In Unit One, we studied rhetorical artifacts to excavate the ideologies and commonplaces embedded within them, reconstruct their rhetorical situations, and examine their rhetorical choices and appeals. In some ways, these artifacts can be frozen in their cultural moments, like rhetorical wooly mammoths, if you will. But ideologies are never stay frozen. They shift and change with time and circumstance. In Unit Two, we will research the mutability of ideologies and practices over time and present this research compellingly in two formats: a TED-style recorded talk and a formal research paper.
Assignment 3: Paradigm Shift Research Paper
In this 7-10 page paper, your job is to identify, discuss, and analyze a “paradigm shift.” In addition to recognizing a certain kind of change and analyzing its potential meanings, you might trace the significant moments of this shift as well as discuss possible ramifications in terms of where our culture is heading and how we have come to view or value certain things.
The change you recognize might be a shift in civic life or practices and attitudes. You might consider philosophical or rhetorical shifts–how the way we think and talk about an issue, phenomenon, or group has changed over time. Maybe you see changes in the representation of different groups of people (in terms of ethnicity, class, gender, sexuality, etc.) in film, television, art, and literature as particularly significant.
The point is that you will want to identify something new(er), tell your reader how it evolved out of and/or is different from something older, and explain how this portends a new set of ideas and values that are brought to bear on our culture. While you can certainly support your arguments with your own observations and examples, you should bolster your arguments strong and varied research, with at least four cited sources.

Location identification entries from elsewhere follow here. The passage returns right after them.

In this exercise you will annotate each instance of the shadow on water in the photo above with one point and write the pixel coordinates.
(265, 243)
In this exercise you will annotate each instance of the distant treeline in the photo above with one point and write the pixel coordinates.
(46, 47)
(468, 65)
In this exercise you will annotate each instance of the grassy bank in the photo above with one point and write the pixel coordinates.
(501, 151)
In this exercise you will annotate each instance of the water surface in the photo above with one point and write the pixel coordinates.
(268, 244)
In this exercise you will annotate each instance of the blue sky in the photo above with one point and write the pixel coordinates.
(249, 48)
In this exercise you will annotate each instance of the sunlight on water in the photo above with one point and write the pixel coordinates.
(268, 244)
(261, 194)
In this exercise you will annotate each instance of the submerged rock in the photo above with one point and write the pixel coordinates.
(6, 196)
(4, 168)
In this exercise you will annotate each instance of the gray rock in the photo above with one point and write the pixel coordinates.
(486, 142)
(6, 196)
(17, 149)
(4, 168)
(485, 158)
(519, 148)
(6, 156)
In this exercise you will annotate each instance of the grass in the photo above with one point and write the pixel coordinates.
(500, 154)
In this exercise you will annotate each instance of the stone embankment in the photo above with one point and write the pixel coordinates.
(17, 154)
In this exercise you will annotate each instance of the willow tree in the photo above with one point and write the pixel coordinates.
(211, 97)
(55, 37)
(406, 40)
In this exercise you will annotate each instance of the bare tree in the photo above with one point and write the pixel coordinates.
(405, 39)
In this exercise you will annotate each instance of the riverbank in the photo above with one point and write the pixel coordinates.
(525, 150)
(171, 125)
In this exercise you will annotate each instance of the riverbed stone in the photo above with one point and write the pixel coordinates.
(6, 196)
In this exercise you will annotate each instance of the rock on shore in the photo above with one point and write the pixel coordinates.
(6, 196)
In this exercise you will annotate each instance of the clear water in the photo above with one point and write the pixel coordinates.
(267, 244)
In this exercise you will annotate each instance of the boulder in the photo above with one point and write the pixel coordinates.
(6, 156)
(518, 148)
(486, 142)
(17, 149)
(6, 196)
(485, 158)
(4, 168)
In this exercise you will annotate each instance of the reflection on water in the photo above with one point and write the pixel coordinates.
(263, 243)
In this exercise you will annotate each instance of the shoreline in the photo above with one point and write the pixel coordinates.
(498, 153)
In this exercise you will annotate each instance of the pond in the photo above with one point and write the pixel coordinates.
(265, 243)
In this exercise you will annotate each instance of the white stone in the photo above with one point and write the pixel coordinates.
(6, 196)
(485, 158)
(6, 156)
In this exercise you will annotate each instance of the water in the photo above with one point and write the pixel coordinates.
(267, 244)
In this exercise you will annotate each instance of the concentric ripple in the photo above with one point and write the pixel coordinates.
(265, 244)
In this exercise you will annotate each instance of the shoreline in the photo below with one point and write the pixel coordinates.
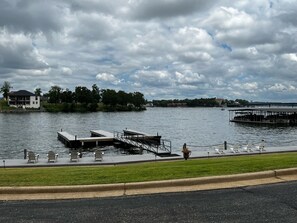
(130, 159)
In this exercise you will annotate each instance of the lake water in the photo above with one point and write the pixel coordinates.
(200, 128)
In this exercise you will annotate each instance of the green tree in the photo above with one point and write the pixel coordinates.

This paper should have a distinct thesis and should be rich in evidence that “proves” the shift, as it were. Be sure that you select a reasonable set of historical moments with which to work (e.g. the dawn of time until 2015 will probably not work) and that you are not merely describing a technological change without treating its implications.
Assignment 4: RCL TED-style Talk
For this assignment, you will develop a 4-5 minute “TED-style” talk that draws from the research on your paradigm shift paper, which you will perform and record in the One-Button Studio in Pattee’s Media Commons with classmates in attendance. Developing a compelling talk from existing (and still unfolding) research is a critical skill, especially in academics. We’re adopting a TED-style format to learn how to “perform” our work and to take advantage of the unique affordances of the One-Button Studios here at Penn State.
TED talks have recently become a phenomenon in the United States and even globally. TED stands for “Technology, Entertainment, and Design,” though the subject matter of the talks can range even more broadly than that. TED talks are delivered to a live audience and are also recorded; thus, they are composed and delivered with two kinds of audiences in mind. Many are posted online where they end up attracting a larger (sometimes much larger) audience.
Once you have seen a few TED talks, either shared or recommended for class or viewed on your own time, you might begin to understand why the TED style of presentation has caught on so quickly. Put simply, TED presenters engage the audience by offering compelling subject matter through rhetorical invention, often presenting topics and arguments that are revelatory or counter-intuitive in a dynamic manner. TED speakers do not use notes. They look at the audience. They move around the stage. In a word, they perform.
You, too, will be expected to “perform” this talk. This will mean working on speaking from memory—which is to say memorizing key points and practicing enough so that you are able to stand up and present the points in a connected, coherent, and engaging way. One notable TED talk even focuses on such memorization strategies.